L’incontro può diventare allora tempo e spazio di narrazione
dialogica durante il quale i soggetti si intrattengono con le parole
per guardarsi attorno e osservare come i confini dell’uno e dell’altro
possono essere netti e definiti nei giochi dietro le quinte che
diventano nell’esplicito rituali di simulazione e di nascondimento.
Tutto può cambiare invece quando, liberi da sospetti e paure,
essi- i soggetti fra loro- si offrono con la comunicazione per diffondere
il suono del contatto e del confronto fra sé e il prossimo
in una relazione reciproca e reversibile, negoziando e ricostruendo
il messaggio, i suoi significati in rapporto al loro essere insieme.
La comunicazione tra persone muove i suoi passi dall’inquietudine
di ciò che è sconosciuto fra loro per l’appagamento
dell’essere nuovo-manifesto che sarà con il quale non hanno,
ancora, rapporti espliciti di pensiero – coscienza- e conoscenza
ma solo di intuizioni, percezioni, sensazioni in sospensione.
Nella
comunicazione si può essere sulle tracce di un passato proprio
e altrui per capire il presente pertinente a sé e all’altro
da sé e comprendere come metafore di pensieri al futuro le
speranze, le promesse, le aspirazioni, i sogni, le fantasie pronunciate.

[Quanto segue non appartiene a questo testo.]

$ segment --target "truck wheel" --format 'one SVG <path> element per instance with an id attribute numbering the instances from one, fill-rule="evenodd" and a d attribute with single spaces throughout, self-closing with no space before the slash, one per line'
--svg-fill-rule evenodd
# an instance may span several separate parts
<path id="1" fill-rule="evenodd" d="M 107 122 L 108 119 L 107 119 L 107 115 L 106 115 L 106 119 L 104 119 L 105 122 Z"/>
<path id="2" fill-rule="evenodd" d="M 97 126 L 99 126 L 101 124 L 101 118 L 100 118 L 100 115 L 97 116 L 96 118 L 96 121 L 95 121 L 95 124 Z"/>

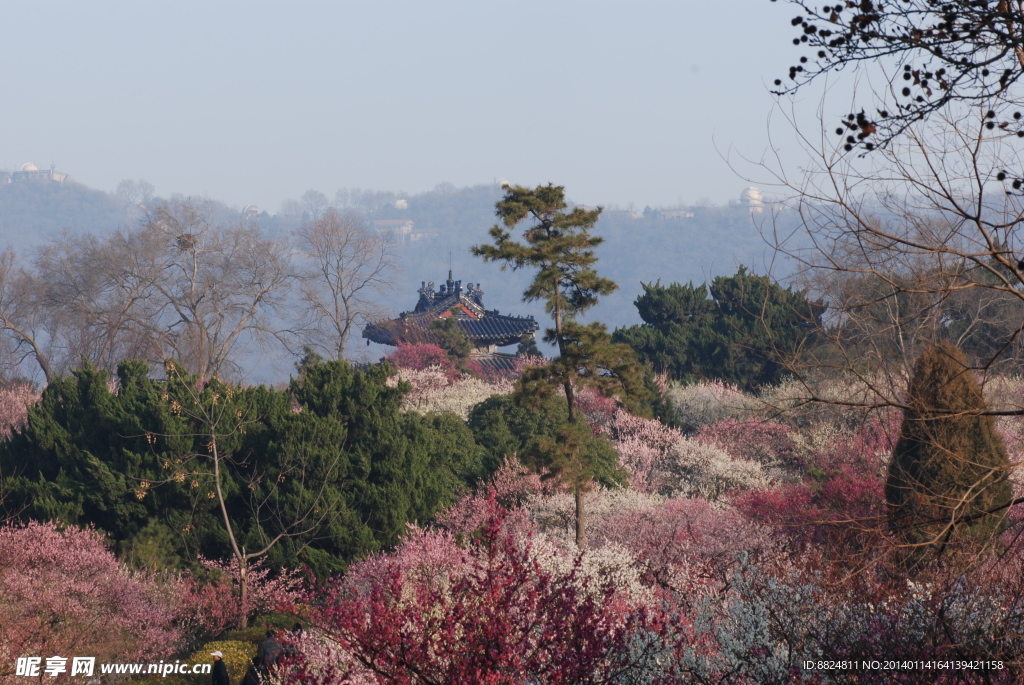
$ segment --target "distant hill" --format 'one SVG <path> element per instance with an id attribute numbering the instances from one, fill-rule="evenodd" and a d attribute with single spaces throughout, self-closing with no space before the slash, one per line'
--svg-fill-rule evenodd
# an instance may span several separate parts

Nel mentre della relazione comunicativa possono scoprirsi rituali
che, per il loro svolgersi, sono a metà strada, fra cerimonie
vaghe e per questo più sfumate di iniziazione e quelle proprie
del corteggiamento e dell’accoppiamento.
Il rituale di per sé rimanda al significato del rito che
come fenomeno appartiene alla storia e alle tradizioni delle religioni
oppure è incluso anche in alcune celebrazioni a livello di
gruppi sociali istituzionali (congressi politici- investiture di
cariche politiche- giuridiche ecc). Il rito può avere valenze
di affettività vissute per un valore o una credenza rinnovate
nella conferma dalla rassicurante ripetizione nel tempo. Tuttavia
esso indica anche le date particolari di una vita, quelle in cui
il tempo del rito è scandito dalle pagine voltate che segnano
i passaggi, i cambiamenti di una persona verso nuove forme di appartenenza
e di identità. Il rito denota il confine tra il passato e
il futuro, quella sottile linea al limite tra ciò che è
finito e ciò che sta per cominciare. Esso è l’incontro
dell’individuo con un altro mondo (individui altri) con il quale
si vuol condividere le regole e le simbologie, ma soprattutto si
desidera appartenere. La comunicazione è un appuntamento
con l’altro e su questa linea di senso i riti possono essere ammessi
a far parte della relazione dialogica secondo una graduale analogia
in virtù della codificazione dei termini “incontro” e “scambi
di appartenenza” come predicati di valore della comunicazione stessa.
Nel
rituale della comunicazione i partecipanti si muovono con circospezione,
si mettono alla prova comunicando parole e silenzi, disaccordi e
intese, ognuno per concedere – o negare- accesso reciproco al proprio
mondo.
...continua...
Note:
[1]
K., Jaspers, Ragione ed esistenza, I classici del pensiero,
Fabbri editori, Milano 1998, pp. 88-89.
[2] W., Shakespeare,
La Tempesta, Atto IV
torna
su
Bibliografia
K.,
Jaspers, Ragione ed esistenza, Fabbri editori, Milano,
1998
W., Shakespeare, La Tempesta, Atto IV
L.Cerioli, Appassionata Mente. Sul desiderio e la paura di conoscere,
FrancoAngeli Milano, 1998
Autore:
Daniela Boccanera,
laureata in Pedagogia e Sociologia, opera come docente di Filosofia
e Storia, nonché come formatrice in corsi per Insegnanti.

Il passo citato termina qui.